W minionym dziesięcioleciu działalność Klubu skierowana była na: działalność naukową, na którą składały się odczyty, wykłady i panele o tematyce specjalistycznej i ogólnolekarskiej; aktywną działalność medyków, lekarzy okresu Powstania Warszawskiego i okupacji, z okazji 50- i 60-lecia wydarzeń; działalność środowiskową i towarzyską, a więc spotkania kolejnych roczników absolwentów Akademii Medycznej, okolicznościowe, jubileuszowe, świąteczne itp.; zebrania organizacji medycznych, takich jak Związek Zawodowy Lekarzy, Koła Naukowe absolwentów Akademii Medycznej, organizacje farmaceutyczne, firmy farmaceutyczne itp.; imprezy okolicznościowe organizowane przez TLW – coroczne Wolffiana, jubileusze, spotkania okolicznościowe, rocznice historyczne; spotkania o charakterze dyskusyjnym na temat etyki, deontologii, etosu lekarza, aktualnych problemów środowiska lekarskiego.

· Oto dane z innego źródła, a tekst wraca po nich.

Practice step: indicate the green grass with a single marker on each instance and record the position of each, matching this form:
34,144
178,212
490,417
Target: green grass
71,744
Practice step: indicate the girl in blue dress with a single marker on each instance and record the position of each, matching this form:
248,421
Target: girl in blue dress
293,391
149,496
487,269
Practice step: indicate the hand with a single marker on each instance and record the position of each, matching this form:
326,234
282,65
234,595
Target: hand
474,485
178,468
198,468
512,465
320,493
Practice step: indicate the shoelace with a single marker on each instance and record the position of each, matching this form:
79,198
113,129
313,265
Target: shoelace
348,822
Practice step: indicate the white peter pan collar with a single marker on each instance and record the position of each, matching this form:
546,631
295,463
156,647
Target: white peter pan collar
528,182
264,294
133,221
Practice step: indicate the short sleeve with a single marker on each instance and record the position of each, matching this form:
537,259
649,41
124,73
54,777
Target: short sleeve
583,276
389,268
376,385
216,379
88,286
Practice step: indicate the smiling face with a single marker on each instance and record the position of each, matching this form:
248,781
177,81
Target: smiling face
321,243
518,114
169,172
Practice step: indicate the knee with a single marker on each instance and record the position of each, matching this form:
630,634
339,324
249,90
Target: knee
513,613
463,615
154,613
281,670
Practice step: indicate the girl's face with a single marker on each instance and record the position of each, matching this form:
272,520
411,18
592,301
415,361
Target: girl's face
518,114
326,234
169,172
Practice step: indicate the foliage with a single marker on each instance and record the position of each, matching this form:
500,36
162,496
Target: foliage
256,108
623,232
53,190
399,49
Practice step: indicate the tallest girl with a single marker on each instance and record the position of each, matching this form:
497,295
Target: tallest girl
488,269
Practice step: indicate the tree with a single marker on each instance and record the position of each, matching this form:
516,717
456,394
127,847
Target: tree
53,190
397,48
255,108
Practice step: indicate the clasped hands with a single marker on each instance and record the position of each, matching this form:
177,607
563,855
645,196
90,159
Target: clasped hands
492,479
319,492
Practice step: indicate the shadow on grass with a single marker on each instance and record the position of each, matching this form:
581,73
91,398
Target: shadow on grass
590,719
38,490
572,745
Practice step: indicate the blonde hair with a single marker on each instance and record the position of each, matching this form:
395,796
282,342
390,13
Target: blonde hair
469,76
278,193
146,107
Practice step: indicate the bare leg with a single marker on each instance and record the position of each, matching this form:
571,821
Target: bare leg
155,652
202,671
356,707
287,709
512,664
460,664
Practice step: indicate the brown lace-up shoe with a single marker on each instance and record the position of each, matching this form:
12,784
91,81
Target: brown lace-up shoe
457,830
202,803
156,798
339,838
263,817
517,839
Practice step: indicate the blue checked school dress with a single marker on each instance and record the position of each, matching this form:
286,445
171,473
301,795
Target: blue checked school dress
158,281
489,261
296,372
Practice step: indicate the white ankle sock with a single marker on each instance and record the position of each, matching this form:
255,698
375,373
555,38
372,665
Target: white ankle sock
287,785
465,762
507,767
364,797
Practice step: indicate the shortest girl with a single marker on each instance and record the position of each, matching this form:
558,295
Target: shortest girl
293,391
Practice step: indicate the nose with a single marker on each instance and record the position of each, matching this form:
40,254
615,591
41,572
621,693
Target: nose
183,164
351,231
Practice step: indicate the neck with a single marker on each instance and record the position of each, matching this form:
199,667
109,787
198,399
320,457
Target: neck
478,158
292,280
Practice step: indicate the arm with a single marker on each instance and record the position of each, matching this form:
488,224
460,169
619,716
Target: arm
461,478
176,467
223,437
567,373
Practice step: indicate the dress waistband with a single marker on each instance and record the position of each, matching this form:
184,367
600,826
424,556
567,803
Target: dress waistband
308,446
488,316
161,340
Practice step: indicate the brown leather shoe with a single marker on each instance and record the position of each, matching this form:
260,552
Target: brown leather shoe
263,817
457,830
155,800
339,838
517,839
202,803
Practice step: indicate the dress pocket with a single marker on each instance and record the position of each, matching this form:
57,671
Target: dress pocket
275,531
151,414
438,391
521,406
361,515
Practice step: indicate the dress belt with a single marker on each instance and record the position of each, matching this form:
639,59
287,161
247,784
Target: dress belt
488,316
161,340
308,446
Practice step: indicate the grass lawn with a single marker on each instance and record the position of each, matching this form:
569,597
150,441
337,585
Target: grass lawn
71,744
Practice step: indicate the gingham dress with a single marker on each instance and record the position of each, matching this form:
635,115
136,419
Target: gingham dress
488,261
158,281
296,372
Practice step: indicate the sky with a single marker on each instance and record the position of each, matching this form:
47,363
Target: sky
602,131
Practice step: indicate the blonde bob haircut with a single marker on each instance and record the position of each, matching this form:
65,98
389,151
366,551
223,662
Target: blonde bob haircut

Należy pamiętać, że Dom i Klub Lekarza działały w innych realiach społecznych i ekonomicznych niż te sprzed 20 lat, stąd zakres i możliwości zależą od sytuacji, w jakich żyją dziś i pracują lekarze warszawscy.

Klub prowadzi też działalność gospodarczą, oferując lekarzom i ich gościom bar i restaurację po umiarkowanych cenach. Dysponuje również pokojami gościnnymi, ze znaczną zniżką dla lekarzy.

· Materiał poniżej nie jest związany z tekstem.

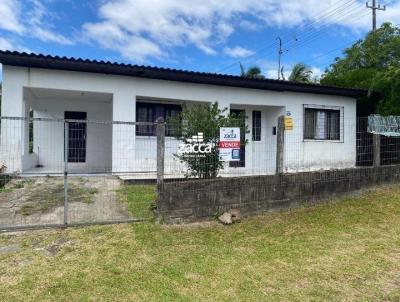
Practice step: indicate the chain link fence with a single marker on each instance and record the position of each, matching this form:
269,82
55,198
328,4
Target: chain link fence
59,172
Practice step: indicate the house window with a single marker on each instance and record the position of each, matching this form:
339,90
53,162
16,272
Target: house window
322,123
150,112
256,126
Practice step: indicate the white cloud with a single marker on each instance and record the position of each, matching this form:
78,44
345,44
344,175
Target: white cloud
9,16
29,20
248,25
163,25
238,52
5,44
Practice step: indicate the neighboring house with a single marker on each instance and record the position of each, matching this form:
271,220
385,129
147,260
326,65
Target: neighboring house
58,88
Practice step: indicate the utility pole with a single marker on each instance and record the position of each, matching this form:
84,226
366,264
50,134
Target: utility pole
280,52
374,8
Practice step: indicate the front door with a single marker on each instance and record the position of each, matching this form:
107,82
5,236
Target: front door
242,162
76,137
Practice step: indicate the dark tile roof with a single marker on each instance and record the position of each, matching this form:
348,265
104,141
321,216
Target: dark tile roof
72,64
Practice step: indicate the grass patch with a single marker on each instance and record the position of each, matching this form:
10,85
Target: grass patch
348,250
140,199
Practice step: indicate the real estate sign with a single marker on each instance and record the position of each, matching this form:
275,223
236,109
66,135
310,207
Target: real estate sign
229,144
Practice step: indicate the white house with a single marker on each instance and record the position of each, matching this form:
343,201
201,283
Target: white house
100,92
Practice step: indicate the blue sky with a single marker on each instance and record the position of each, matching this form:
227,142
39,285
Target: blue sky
201,35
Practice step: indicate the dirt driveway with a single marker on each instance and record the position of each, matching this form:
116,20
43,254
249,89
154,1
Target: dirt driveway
40,201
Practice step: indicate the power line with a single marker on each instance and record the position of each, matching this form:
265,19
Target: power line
374,8
334,10
330,14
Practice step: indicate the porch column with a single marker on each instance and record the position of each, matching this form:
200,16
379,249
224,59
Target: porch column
123,135
12,131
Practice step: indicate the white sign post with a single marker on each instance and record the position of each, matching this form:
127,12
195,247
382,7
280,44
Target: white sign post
229,144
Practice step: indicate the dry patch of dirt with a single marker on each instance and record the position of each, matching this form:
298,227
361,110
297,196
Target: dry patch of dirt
40,200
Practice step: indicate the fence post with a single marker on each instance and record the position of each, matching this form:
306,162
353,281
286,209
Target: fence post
376,142
280,143
160,153
66,133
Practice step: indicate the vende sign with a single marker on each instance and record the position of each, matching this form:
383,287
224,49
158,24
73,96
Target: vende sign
229,144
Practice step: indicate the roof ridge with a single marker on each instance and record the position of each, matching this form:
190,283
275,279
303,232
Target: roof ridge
177,72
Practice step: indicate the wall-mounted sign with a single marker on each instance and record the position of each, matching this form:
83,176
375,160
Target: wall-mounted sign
194,146
229,144
288,123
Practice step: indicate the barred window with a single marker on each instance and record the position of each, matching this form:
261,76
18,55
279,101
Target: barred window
150,112
256,133
322,124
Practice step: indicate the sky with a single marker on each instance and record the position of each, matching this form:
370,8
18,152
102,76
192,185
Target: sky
200,35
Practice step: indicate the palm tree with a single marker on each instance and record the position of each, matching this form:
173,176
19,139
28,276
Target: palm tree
253,72
300,73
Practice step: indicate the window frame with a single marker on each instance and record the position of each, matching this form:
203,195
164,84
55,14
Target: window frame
156,107
339,109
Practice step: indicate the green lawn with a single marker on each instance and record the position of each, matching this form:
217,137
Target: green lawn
348,250
140,199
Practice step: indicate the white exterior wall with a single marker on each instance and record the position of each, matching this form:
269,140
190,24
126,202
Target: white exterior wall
125,90
49,136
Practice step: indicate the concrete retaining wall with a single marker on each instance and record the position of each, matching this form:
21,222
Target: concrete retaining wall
187,201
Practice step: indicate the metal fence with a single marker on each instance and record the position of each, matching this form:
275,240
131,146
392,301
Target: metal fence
58,172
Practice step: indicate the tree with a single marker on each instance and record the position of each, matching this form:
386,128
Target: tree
206,119
369,64
253,72
301,73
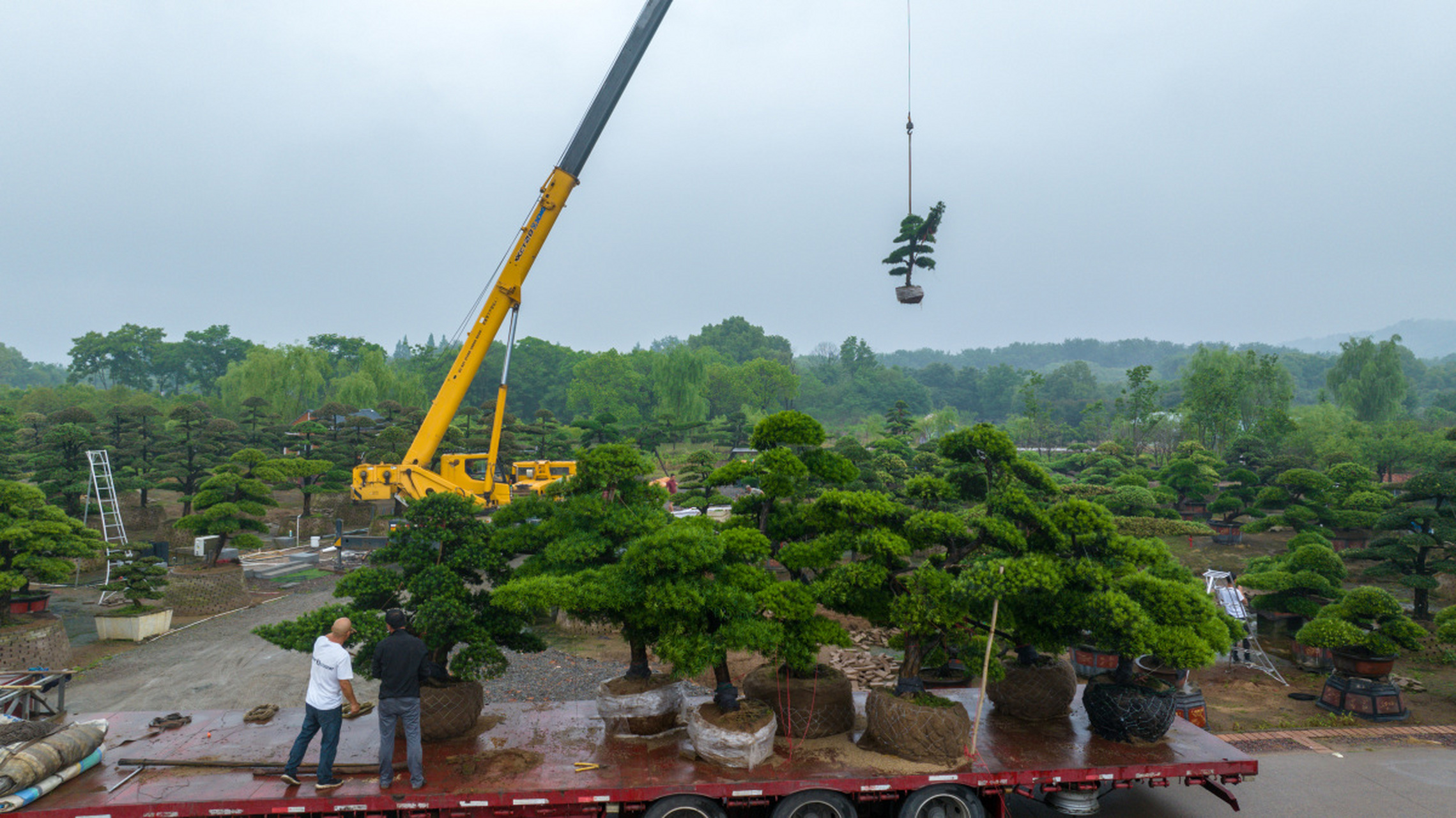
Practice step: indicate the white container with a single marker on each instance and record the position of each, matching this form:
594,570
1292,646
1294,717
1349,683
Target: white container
134,628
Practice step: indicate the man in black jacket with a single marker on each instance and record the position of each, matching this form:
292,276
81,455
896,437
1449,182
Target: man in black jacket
399,664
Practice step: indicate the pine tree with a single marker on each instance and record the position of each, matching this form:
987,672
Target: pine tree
915,239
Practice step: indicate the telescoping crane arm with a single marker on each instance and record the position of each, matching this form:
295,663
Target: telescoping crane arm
413,476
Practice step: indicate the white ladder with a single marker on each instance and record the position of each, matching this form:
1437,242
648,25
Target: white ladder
112,529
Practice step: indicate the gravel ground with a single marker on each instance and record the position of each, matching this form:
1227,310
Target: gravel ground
555,675
220,665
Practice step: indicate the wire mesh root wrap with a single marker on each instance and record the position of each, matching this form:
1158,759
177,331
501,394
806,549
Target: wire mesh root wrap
15,732
450,711
899,727
1129,712
806,708
1036,691
650,712
49,754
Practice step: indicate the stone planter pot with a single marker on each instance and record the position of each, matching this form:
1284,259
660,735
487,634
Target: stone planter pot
1089,661
804,708
29,603
899,727
1129,712
1227,533
1309,657
134,628
727,746
1036,691
450,711
912,295
637,711
1359,661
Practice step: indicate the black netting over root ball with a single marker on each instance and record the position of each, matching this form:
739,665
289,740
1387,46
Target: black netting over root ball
1129,712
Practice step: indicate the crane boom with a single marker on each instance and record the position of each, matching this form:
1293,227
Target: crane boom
413,476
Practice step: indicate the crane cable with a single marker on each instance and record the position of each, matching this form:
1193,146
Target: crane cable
909,123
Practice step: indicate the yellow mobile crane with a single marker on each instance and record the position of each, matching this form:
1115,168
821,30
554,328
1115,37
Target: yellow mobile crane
462,474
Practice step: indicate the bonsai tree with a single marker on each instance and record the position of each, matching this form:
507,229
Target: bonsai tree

Przez 30 lat Klubem kierował dr Andrzej Trzaskowski, którego udział w powstaniu Klubu przy Raszyńskiej i jego działalność znane są wszystkim. Wszystko, co działo się w Klubie, zawdzięczamy w dużym stopniu jego osobowości. Zasługuje on na najwyższe uznanie za inwencję, poniesiony trud i zaangażowanie.

W maju br. dr Andrzej Trzaskowski z powodów osobistych ustąpił ze stanowiska dyrektora Klubu. Jego obowiązki przejmuje nowo powołana Komisja Klubowa, która pod przewodnictwem koleżanki Wiesławy Szymańskiej każe żywić nadzieję, iż będzie tylko lepiej.

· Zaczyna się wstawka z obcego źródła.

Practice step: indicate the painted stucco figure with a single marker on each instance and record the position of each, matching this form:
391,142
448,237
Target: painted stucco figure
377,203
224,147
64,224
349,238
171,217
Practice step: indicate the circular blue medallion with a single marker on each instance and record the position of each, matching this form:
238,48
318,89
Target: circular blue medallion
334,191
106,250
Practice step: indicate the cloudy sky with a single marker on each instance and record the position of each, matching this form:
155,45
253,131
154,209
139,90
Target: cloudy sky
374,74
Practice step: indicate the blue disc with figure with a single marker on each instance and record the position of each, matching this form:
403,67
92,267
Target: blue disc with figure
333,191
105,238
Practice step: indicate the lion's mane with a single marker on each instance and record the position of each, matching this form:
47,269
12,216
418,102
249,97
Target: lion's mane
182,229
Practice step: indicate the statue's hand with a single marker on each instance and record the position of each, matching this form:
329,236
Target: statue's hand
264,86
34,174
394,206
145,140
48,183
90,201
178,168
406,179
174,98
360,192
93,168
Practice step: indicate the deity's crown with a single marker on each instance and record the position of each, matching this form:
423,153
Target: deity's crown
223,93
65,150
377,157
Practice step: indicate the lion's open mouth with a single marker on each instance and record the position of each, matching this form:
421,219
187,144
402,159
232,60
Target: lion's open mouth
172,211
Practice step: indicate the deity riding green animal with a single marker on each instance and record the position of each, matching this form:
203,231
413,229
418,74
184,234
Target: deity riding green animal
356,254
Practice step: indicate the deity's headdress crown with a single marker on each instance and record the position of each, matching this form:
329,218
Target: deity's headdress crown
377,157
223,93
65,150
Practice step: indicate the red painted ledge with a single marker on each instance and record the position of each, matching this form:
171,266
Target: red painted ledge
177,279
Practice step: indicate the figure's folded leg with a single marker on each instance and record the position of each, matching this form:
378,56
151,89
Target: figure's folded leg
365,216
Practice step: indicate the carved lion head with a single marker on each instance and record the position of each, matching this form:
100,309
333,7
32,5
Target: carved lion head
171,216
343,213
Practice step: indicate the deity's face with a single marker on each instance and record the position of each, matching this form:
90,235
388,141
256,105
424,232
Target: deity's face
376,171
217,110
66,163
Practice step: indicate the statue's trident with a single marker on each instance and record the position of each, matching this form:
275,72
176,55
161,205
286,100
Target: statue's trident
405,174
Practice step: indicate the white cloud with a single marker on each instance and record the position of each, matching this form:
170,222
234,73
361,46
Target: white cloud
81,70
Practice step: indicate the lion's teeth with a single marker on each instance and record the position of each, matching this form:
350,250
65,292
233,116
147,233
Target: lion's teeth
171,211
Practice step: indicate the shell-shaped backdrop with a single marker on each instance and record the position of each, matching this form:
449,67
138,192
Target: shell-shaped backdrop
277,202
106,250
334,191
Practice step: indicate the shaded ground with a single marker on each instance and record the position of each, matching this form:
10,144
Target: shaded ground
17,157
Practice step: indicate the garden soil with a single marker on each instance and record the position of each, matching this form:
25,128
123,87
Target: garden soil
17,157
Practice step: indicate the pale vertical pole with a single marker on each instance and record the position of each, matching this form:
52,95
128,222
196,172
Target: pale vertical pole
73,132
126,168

Koleżance Szymańskiej i jej zespołowi życzymy pomyślnej kontynuacji wzniosłych zamiarów ożywienia działalności klubowej dziś i w następnych latach.

Obiecałem Państwu powiedzieć kilka słów na temat testamentu dr. Jana Bącewicza, naszego darczyńcy.

Doktor Jan Bącewicz w swoim testamencie postawił trzy warunki:

-      Wszystkie środki, które przekazuje, zostaną przeznaczone na rozwój Domu Lekarza;

-      Opieka nad jego grobem;

-      Aby w rocznicę jego śmierci odbywała się msza święta.

Od roku 1863 do 1990 była zła passa – I i II wojna światowa, likwidacja Towarzystwa w latach 50; utrata domu i wszelkich walorów finansowych sprawiły, że wykonanie testamentu nie było możliwe.

W 1990 roku, przygotowując dokumenty do historii TLW, prof. Jerzy Jurkiewicz odnalazł testament naszego darczyńcy i wszystko jak za dotknięciem czarodziejskiej różdżki się odmieniło. Odzyskano działkę, zebrano środki na działalność statutową, wydano drukiem liczne opracowania źródłowe. TLW odzyskuje dawną świetność i miejsce w życiu naukowym Warszawy. Morał – warto dochować danego słowa.

Do wystąpienia dr. Witolda Sikorskiego Prezes Jurkiewicz dodał kilka słów.

„Dom ten został zakupiony dzięki temu, że dr Witold Sikorski, mieszkający po sąsiedzku, wynalazł go i sprawdził, że jest do nabycia. Dlatego też został poproszony o wygłoszenie tego referatu.

Człowiekiem, który przez minione 10 lat wniósł najwięcej pracy i emocji w rozwój tego Domu, jest dr Andrzej Trzaskowski. Odnosił się do niego z ogromnym poświęceniem, traktował niemal jak swój.

Nasz darczyńca dr Jan Bącewicz z lekką ironią potraktował swój testament, pisząc do swojego jedynego wnuka: „Drogi wnuku, rozumiesz sam, że nie mogę Ci nic zapisać, ponieważ obrażałoby to Twoją godność – jesteś młody, zdrowy, wykształcony i nie chciałbyś zażywać dziadkowych pieniędzy, ponieważ zarobisz swoje".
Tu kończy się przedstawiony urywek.